ZIMBABWE’S biggest intercity cargo carrier, Unifreight African Limited, has hinted of an imminent crisis stemming from delays in overnight shipments due to unavailability of local dollar-priced fuel.
The bulk of petroleum available on the domestic market is being sold in United States, because under the direct fuel imports (DFI) policy announced about two years ago, firms using free funds to import fuel are allowed to sell the commodity in hard currencies.
The Zimbabwe Stock Exchange-listed logistics outfit, in a trading update, said the that local dollar-priced fuel stocks were constantly running out, and freightliners were spending crucial production time at service stations.
“Fuel is the most critical requirement for Unifreight’s core operation which involves delivering customers’ freight countrywide within 48 hours,” the firm said.
“Its promise to customers is premised on availability of fuel on a consistent basis without vehicles spending productive time in fuel queues.
“The availability of fuel priced in Zimbabwe dollars has diminished and has become a scarce commodity with most suppliers selling their product in United States dollars. The company continues to engage various stakeholders in an effort to find a lasting solution to this challenge,” said Unifreight.
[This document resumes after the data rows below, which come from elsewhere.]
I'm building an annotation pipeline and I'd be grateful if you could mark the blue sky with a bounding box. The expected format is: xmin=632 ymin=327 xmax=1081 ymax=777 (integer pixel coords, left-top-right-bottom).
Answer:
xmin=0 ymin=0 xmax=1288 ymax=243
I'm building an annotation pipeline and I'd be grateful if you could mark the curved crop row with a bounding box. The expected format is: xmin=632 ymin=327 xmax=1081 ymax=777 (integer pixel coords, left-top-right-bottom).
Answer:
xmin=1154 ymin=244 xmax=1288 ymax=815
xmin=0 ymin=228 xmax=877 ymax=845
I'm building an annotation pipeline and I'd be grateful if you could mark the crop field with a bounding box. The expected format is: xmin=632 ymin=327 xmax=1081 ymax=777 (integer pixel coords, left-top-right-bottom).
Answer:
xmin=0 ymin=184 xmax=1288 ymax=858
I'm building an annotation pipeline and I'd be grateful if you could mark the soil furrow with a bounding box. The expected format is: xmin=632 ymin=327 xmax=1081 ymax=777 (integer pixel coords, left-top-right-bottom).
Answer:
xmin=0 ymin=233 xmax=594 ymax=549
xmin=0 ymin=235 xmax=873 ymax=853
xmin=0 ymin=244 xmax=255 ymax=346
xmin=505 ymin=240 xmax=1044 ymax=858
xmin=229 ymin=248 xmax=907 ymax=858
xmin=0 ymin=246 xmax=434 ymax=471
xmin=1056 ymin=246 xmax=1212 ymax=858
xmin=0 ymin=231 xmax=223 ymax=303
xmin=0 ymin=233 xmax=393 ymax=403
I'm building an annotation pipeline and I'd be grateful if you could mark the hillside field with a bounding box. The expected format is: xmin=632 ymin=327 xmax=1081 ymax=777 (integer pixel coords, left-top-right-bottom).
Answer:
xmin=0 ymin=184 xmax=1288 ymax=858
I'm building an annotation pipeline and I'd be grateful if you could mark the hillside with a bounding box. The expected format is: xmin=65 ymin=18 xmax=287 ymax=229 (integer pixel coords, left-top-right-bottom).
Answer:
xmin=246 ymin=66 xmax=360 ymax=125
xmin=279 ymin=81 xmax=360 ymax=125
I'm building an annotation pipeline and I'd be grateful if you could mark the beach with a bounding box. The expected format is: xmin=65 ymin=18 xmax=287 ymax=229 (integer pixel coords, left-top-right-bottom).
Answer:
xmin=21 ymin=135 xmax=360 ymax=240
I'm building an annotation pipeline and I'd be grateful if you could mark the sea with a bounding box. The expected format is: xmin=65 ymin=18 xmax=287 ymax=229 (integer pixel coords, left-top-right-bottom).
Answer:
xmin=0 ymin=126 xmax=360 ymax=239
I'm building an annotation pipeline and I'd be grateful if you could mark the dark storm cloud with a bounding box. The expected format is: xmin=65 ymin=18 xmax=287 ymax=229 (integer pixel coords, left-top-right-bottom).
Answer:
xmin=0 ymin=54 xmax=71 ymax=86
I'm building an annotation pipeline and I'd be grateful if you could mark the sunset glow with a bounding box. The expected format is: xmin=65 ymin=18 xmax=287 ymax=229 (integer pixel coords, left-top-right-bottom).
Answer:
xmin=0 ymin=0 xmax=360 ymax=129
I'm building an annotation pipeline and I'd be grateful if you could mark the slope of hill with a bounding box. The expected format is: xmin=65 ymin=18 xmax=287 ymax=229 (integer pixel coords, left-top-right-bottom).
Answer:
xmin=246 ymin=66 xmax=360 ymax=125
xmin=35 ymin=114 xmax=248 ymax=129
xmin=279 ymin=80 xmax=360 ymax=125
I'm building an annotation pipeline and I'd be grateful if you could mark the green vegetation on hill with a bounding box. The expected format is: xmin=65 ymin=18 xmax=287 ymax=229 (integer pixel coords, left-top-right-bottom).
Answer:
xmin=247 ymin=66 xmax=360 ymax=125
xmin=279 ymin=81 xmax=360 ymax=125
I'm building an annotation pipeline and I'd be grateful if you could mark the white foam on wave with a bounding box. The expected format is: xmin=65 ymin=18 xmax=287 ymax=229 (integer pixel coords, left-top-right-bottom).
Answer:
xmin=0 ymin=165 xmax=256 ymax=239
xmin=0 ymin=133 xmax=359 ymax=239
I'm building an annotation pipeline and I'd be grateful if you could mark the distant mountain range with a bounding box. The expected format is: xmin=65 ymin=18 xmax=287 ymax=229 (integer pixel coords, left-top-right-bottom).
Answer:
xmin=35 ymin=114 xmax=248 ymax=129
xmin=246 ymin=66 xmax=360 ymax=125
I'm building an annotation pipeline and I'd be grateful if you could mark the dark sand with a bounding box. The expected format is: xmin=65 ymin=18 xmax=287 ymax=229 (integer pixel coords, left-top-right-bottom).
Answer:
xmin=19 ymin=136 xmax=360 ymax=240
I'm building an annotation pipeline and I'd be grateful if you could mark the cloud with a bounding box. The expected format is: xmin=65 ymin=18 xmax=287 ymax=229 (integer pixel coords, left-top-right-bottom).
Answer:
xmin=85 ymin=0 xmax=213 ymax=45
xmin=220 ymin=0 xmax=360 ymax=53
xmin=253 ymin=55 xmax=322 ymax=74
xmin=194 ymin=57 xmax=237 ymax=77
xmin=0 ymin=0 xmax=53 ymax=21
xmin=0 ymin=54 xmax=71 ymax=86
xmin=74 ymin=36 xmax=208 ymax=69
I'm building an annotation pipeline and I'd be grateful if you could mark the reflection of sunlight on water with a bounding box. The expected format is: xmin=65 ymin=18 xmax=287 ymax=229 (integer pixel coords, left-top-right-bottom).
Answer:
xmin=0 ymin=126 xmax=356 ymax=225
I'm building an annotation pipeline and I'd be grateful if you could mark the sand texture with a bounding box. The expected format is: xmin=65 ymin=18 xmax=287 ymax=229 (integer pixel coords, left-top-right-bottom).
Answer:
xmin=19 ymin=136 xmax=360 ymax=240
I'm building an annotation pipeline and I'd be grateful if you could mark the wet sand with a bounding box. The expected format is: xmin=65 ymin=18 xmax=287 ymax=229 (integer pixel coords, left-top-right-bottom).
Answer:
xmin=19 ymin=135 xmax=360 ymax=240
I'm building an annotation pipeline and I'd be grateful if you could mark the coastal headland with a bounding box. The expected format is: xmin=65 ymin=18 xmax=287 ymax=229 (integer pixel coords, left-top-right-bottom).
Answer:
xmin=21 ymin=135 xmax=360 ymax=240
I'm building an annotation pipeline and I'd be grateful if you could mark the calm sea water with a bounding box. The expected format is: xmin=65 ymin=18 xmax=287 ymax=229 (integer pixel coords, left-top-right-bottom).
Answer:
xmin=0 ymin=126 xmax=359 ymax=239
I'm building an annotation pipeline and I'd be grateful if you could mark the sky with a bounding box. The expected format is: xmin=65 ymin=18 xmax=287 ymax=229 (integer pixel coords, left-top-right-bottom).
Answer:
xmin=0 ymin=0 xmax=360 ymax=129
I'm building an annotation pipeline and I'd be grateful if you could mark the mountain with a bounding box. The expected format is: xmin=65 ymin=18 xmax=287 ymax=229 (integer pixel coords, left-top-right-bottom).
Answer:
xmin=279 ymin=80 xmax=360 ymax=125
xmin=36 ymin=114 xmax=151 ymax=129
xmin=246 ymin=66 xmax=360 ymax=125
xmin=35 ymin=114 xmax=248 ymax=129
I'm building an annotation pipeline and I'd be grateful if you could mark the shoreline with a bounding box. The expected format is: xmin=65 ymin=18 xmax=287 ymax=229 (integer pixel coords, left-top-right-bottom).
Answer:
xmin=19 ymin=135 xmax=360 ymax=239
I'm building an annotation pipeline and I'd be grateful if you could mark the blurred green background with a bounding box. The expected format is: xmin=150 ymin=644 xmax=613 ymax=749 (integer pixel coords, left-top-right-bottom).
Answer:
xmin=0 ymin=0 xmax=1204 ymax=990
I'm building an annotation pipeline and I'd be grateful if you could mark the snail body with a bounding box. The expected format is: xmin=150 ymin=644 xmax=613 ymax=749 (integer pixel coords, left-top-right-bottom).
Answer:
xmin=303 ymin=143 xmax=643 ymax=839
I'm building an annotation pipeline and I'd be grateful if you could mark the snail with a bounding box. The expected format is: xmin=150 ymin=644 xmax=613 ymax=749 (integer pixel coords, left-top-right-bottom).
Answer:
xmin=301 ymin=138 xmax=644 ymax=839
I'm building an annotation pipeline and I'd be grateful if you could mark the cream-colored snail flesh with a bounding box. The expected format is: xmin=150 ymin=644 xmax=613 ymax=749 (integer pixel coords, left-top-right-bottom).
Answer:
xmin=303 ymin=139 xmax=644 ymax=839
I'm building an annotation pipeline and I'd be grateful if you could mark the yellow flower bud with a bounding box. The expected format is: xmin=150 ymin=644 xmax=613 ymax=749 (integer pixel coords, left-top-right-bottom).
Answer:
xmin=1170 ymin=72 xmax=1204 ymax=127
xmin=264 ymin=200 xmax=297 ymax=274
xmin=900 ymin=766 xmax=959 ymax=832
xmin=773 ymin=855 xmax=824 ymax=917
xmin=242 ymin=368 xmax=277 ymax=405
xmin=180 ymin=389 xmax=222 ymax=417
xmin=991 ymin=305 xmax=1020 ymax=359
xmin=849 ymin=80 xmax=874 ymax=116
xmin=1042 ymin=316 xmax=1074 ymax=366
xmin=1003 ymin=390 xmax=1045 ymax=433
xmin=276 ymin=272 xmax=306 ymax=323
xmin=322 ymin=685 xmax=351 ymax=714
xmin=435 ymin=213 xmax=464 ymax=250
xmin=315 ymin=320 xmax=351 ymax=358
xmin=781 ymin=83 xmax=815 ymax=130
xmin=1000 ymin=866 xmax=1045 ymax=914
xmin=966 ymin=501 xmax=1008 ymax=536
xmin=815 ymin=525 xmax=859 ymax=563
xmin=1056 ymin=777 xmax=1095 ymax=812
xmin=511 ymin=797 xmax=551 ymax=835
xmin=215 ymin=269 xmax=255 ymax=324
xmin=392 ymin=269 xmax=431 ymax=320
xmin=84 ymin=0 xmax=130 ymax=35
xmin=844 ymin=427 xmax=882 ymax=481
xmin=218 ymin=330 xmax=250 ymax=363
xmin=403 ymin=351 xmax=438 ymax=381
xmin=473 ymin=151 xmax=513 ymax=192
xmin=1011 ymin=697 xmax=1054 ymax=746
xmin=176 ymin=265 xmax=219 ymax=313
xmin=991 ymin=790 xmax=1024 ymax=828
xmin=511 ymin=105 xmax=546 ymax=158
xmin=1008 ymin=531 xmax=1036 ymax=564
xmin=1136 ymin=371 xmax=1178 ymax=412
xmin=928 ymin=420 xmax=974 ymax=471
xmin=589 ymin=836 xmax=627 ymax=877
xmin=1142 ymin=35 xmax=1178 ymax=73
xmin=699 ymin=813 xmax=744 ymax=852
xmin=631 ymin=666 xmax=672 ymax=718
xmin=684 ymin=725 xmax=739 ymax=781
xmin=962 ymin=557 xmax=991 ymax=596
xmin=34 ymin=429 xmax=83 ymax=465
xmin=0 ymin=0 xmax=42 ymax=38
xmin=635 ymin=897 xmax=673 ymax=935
Unifreight, which said in April that it was moving about 700 tonnes of cargo across Zimbabwe per night, controls a significant share on the domestic market.
Interruptions to its operations have far-reaching implications on domestic trade.
Although payment for local services in foreign currency has been allowed by the Reserve Bank of Zimbabwe, Unifreight deals with domestic customers, who mostly pay in Zimbabwe dollars.
The firm said discussions to find a solution to Zimbabwe dollar-priced fuel were continuing.
For now, however, business suffers.
Unifreight defied the crisis during the review period, as volumes increased steadily, while revenues tracked the positive trajectory.
“Despite a challenging trading environment, the group has managed to maintain its course and was able to exceed budget both in revenue and volumes during Q3 2021,” the firm said.
“Total tonnage volumes are up 3,8% on budget and 28% on prior year with historical Zimbabwean dollar sales up 47% on prior year and 5% ahead of budget.
“Despite an increase in historical Zimbabwe dollar sales, United States dollar inflation has been on the increase resulting in reduced margins.
“However, the company remains profitable as profit margins are above industry norms,” said Unifreight.
Unifreight has tapped into several spinoffs unlocked by last year’s acquisitions into agro-industrial dealer, Zimplow Holdings Limited’s businesses.
Chief executive officer Rob Kuipers told NewsDay Business in April that gaining a foothold on a strategic operation like Zimplow had unlocked value for one of Zimbabwe’s largest transport operators.
But the highlight of the transaction that was concluded late last year was that a bull run soon followed, with the decades-old giant’s share price advancing 7 000% in 2020.
The bull run placed Unifreight among the biggest movers on the stock market in the past year.
Under the deal, Zimplow acquired two Unifreight subsidiaries to back its diversification strategy.
These include Tredcor Zimbabwe, where Unifreight controlled 51% and Birmingham Investments, in which the logistics giant held full control.
Unifreight took over 18 399 564 newly-issued Zimplow shares in exchange for its 51% shareholding in Tredcor. It also assumed control of 15 774 446 newly-issued shares in Zimplow in exchange for its stake in Birmingham Investments.